Patient #18 visited the ED on 1/5/14 with multiple complaints including headache, stomach pain, body-aches, nausea and neck pain. The patient was triaged at 7:17 PM with notes regarding vital signs around the same time. The patient was an ESI 3 with pain level 7. The next note timed 11:48 PM noted when they looked for the patient to perform the medical screening examination the patient had left the ED. This patient had been in the emergency department for 4 hour without an indication of reassessment including vital signs or pain assessment.
Patient #19 visited the ED on 1/5/14 with infected hole in his leg. The patient was triaged at 7:31 PM and although admitted the patient's medical screening examination was performed on 1/6/14 at 4:46 AM. The patient was ESI 3 with pain level of 8. For a patient at this ESI level and pain score of 8, he should have been assessed and seen by the physician in a timely manner rather than 8 hours from the triage time.

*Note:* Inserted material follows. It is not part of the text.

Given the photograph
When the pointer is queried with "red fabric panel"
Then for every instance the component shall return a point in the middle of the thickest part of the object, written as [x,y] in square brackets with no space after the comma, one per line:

In the case of both patients they were triaged with ESI 3 levels and pain score greater than 5 on pain scale of 1-10. Patient #18 had no evidence in the medical record of reassessment of vital signs or pain assessment and when staff went to call her back for MSE, the patient had left the ED with a total time of 4 hour in the ED. Patient #19 also had no evidence of reassessment for vital signs and pain and it was 8 hours before his medical screening examination was performed. The ED census for 1/5/14 1500 to 1/6/14 0800 revealed a census of 100 with gradual drop to 80s and low 70s. Per the Maryland CHAT Alert system for Region III, the hospital was on yellow alert from 1/5/14 1635 to 1/5/14 1818. The yellow alert means the hospital's ED temporarily request that it receive no patients in need of urgent medical care via 911. The hospital was not placed on any other type of alert until 1/6/14 at 1100. The ED was very busy but both patients had the potential to become unstable and were not being reassessed for pain and stability while waiting for the medical screening examination.